[Dev Catch up #9] - After effects of OpenAI Saga, Dev Day and other updates
Bringing devs up to speed on the latest dev news from the last week
I think we just had the most exciting week in the tech, as the person (Sam Altman) who led the AI-industry revolution in the recent past has been outsted from a leadership postion. I want to write a very detailed opinion on the entire story. But for now, there is one such amazing article which illustrates the complexity of the situation!
The after effects of OpenAI Saga will be drastic as people are unsure of Customer Support, future commercial roadmap. For good or bad, GPT is the god-model that most companies use, including the likes of Salesforce.
Over to this week’s update.
Must Reads
OpenAI just concluded their first annual developer conference a two weeks ago and it was filled with announcements concerning the launch of new models and developer products. Among dozens of new additions and improvements, the most prominent is the launch of the GPT4 Turbo model. It is cheaper, more capable than the previous models with an ability to support a 128k context window. With this release, pricing has been reduced to many parts of OpenAI’s platform. Apart from this, OpenAI unveiled their Assistant API that will help developers and makes it easy for them to build assistive AI apps that have goals and can call models and tools. Also, new multimodal capabilities are introduced in the OpenAI platform which includes vision, image creation with DALL.E3, and text-to-speech (TTS). Get more insights on these launches and additions in detail from this article posted by OpenAI, where these new models and launched developer products are explicitly explained.

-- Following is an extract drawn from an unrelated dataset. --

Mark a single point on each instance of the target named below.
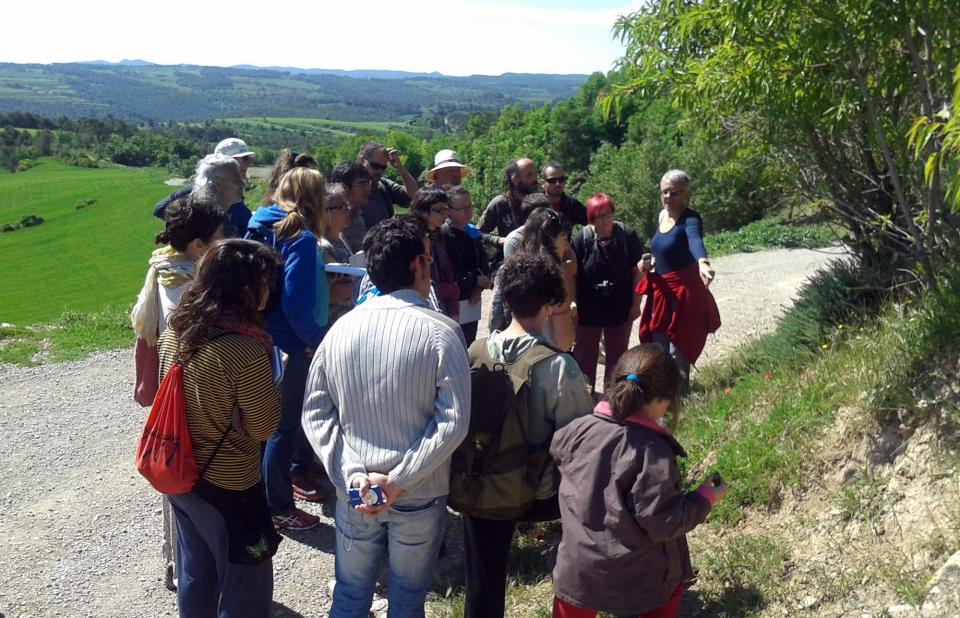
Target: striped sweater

The recent years brought a revolution in the world of ML and AI. Developers are more interested than ever in using these technologies to build tools and products. Large Language Models or LLMs are such AI models trained on huge datasets of texts and code that developers are eyeing to build enterprise tools and applications. But figuring out the architecture along with the steps to create your first LLM application is kinda challenging. This article from GitHub explains everything a developer needs to know while creating their first application using LLM. Developers can explore the problem spaces discussed in this article along with the emerging architecture of LLM applications. The article also covers the real world impact of LLMs.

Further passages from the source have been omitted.